I wanted to argue that I wasn’t afraid anymore. That we kissed and he was still here and so maybe I did dream that he almost died, maybe it wasn’t real. But I couldn’t say any of those things, because I didn’t believe them.
This kiss was nothing like that one. When we kissed before, I didn’t know enough to even be afraid. Of myself. Of what I could do to him. I didn’t know enough to hold myself back.
Now I was too aware, hyperaware, and so the fear chained me.
And Noah could tell. “When you’re frightened, your pulse changes,” he said. “Your breath. Your heartbeat. Your sound. I can’t ignore that and I won’t, even if you think you want me to.”
It was excruciating, the wanting and the fear, and I felt hopeless. “What if I’m afraid forever?”

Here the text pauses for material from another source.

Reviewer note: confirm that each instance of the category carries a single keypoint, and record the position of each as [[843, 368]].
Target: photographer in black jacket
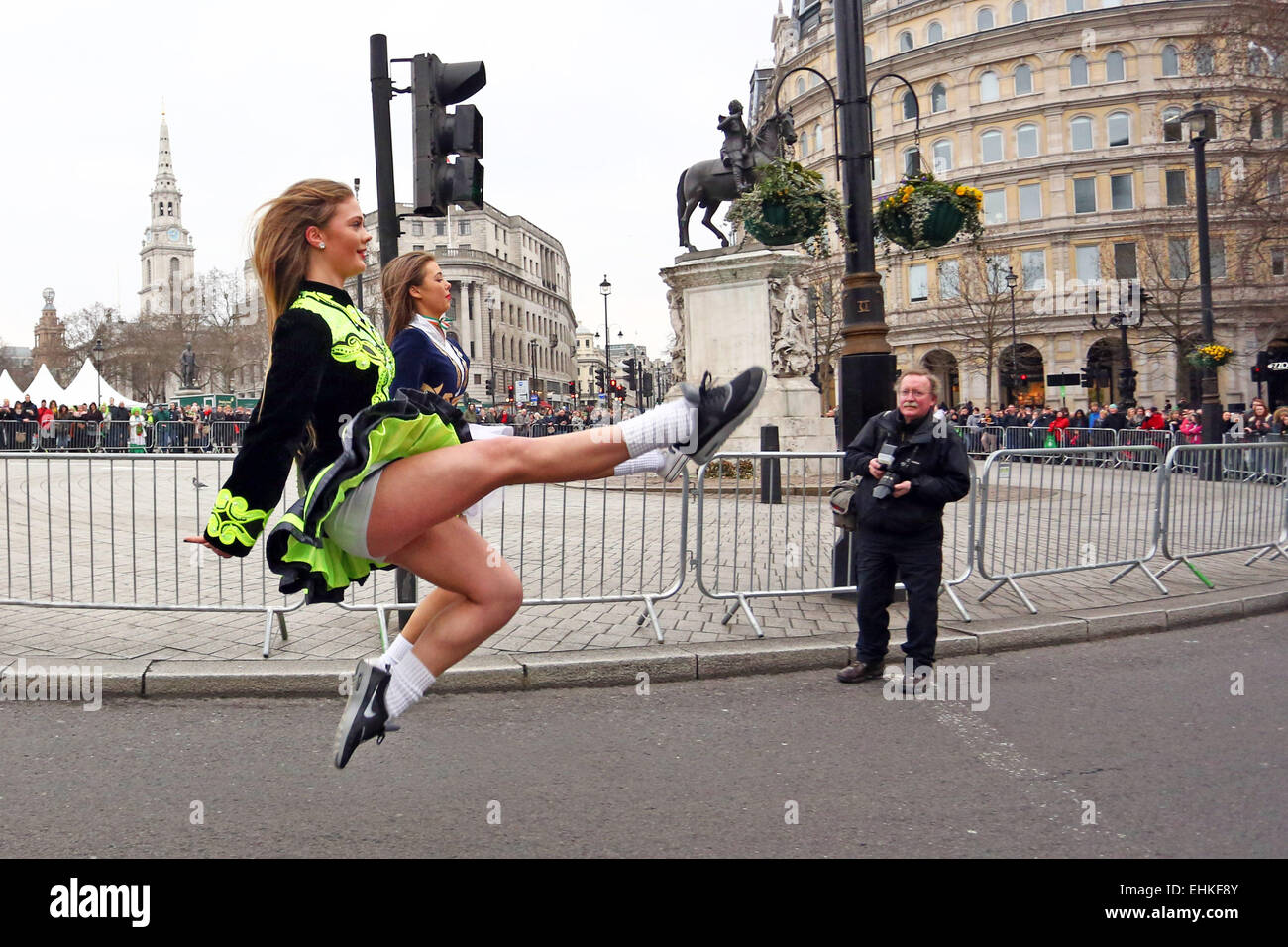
[[914, 466]]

“You won’t be.” His voice was soft, but certain.
“What if I am?”
“Then I’ll wait forever.”
I shook my head fiercely. “No. You won’t.”
Noah smoothed the hair from my face. Made me look at him before he spoke. “There will come a moment when there’s nothing you want more than us. Together. When you’re free of every fear and there is nothing in our way.” Noah’s voice was sincere, his expression serious. I wanted to believe him.
“And then I’ll make you scream my name.”
I broke into a smile. “Maybe I’ll make you scream mine.”